The ability of the brain to recover from such injury as stroke or trauma depends on a particular circuitry of neurons that "talk" to one another using the brain chemical acetylcholine, researchers led by James Conner and Mark Tuszynski in the Neural repair Group at UCSD have discovered. Their finding in rats could help enhance rehabilitation to recover from such injuries by leading to the development of drugs or other treatments to enhance the "cholinergic system."
The researchers said that their finding that the cholinergic system is involved in brain recovery is particularly intriguing in light of the fact that deficits in the system have been associated with aging, Alzheimer's disease, and traumatic brain injury.
Researchers have long believed that rehabilitation from brain injury causes a rewiring, or plasticity, of brain circuitry--called a "reorganization of cortical motor representations"--to reestablish connections that control muscles. However, the specific type of brain circuitry on which this plasticity depended was not known.

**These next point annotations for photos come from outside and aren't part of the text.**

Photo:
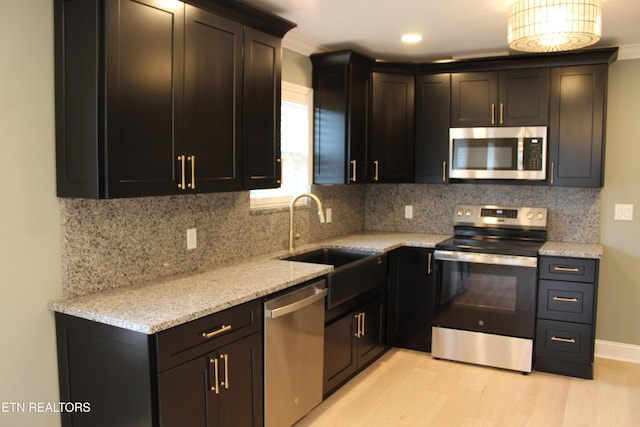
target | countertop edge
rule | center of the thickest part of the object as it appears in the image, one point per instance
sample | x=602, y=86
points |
x=106, y=307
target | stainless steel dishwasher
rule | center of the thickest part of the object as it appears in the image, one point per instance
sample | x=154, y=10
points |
x=293, y=352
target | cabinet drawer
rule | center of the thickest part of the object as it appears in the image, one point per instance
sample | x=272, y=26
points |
x=572, y=342
x=566, y=301
x=185, y=342
x=571, y=269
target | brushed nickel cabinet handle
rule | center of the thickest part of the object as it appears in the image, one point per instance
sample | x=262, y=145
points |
x=560, y=339
x=215, y=387
x=354, y=175
x=565, y=299
x=222, y=329
x=567, y=269
x=192, y=159
x=181, y=184
x=225, y=383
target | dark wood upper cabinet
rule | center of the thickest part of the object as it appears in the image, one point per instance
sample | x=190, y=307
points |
x=392, y=144
x=342, y=103
x=576, y=132
x=261, y=131
x=505, y=98
x=116, y=87
x=432, y=127
x=155, y=98
x=213, y=102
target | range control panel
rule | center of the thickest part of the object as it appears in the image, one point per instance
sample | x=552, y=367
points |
x=483, y=216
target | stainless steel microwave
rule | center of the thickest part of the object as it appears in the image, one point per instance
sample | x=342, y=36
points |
x=498, y=153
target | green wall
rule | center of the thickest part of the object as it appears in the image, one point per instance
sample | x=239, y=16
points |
x=30, y=259
x=619, y=297
x=296, y=68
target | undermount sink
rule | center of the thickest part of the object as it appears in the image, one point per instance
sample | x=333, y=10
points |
x=355, y=272
x=331, y=256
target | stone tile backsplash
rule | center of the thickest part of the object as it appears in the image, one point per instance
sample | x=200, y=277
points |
x=122, y=242
x=574, y=213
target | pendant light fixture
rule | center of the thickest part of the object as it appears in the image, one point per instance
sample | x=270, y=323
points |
x=554, y=25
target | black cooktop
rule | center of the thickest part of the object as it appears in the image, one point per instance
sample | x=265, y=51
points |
x=489, y=245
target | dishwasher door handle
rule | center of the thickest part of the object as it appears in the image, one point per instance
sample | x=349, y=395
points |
x=291, y=306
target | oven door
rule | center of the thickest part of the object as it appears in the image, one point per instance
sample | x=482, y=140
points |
x=494, y=294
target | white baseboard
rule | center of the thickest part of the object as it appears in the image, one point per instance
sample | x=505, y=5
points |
x=617, y=351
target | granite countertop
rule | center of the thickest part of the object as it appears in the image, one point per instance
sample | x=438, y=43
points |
x=157, y=306
x=575, y=250
x=154, y=307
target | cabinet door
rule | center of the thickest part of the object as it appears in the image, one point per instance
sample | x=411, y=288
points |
x=411, y=298
x=330, y=158
x=340, y=360
x=183, y=393
x=523, y=97
x=223, y=388
x=144, y=77
x=432, y=127
x=576, y=134
x=261, y=130
x=358, y=124
x=372, y=340
x=342, y=102
x=240, y=402
x=392, y=132
x=474, y=99
x=212, y=103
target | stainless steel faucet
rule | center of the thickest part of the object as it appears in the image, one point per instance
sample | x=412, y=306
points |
x=291, y=208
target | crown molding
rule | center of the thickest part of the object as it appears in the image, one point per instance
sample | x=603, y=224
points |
x=630, y=51
x=298, y=45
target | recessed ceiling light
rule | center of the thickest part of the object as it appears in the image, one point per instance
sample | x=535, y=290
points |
x=411, y=38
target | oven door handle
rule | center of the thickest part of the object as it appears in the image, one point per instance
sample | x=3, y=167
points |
x=482, y=258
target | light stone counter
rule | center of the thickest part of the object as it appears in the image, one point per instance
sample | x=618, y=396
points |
x=154, y=307
x=574, y=250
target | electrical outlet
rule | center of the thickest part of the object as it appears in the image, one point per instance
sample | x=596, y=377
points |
x=408, y=212
x=623, y=212
x=192, y=239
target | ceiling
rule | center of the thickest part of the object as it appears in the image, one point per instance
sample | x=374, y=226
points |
x=450, y=29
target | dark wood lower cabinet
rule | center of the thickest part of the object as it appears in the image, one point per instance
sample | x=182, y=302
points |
x=566, y=319
x=176, y=377
x=412, y=289
x=189, y=395
x=352, y=341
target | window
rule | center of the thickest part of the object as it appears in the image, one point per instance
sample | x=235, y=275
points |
x=296, y=139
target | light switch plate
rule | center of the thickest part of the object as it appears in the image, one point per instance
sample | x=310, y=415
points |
x=408, y=212
x=192, y=239
x=623, y=212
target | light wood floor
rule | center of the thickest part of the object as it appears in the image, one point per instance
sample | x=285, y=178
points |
x=408, y=388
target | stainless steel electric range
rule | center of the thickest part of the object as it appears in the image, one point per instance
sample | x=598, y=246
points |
x=486, y=288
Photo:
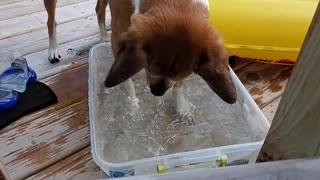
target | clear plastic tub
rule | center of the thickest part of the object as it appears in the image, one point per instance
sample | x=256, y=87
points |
x=241, y=136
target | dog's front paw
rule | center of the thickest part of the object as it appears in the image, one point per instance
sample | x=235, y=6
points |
x=105, y=38
x=185, y=110
x=54, y=56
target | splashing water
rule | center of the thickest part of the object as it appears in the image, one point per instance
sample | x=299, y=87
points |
x=154, y=128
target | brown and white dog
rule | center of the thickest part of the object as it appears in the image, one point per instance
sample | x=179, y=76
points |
x=170, y=39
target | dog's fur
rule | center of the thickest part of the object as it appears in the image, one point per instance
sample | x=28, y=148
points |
x=170, y=39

Conner and his colleagues were guided in their experiments by earlier studies showing that the cholinergic system in a region called the basal forebrain was associated with normal learning of motor control.
To determine whether this same system also played a role in rehabilitation from brain injury, they first taught rats to reach for food pellets with their forepaws. In one group of animals, they then used a toxin to specifically eliminate cholinergic nerves connecting to the motor and sensory regions of the animals' cortex. The other control group received a sham injection. The researchers then used electrical probes to create small lesions in the rats' brain region responsible for controlling limb movement.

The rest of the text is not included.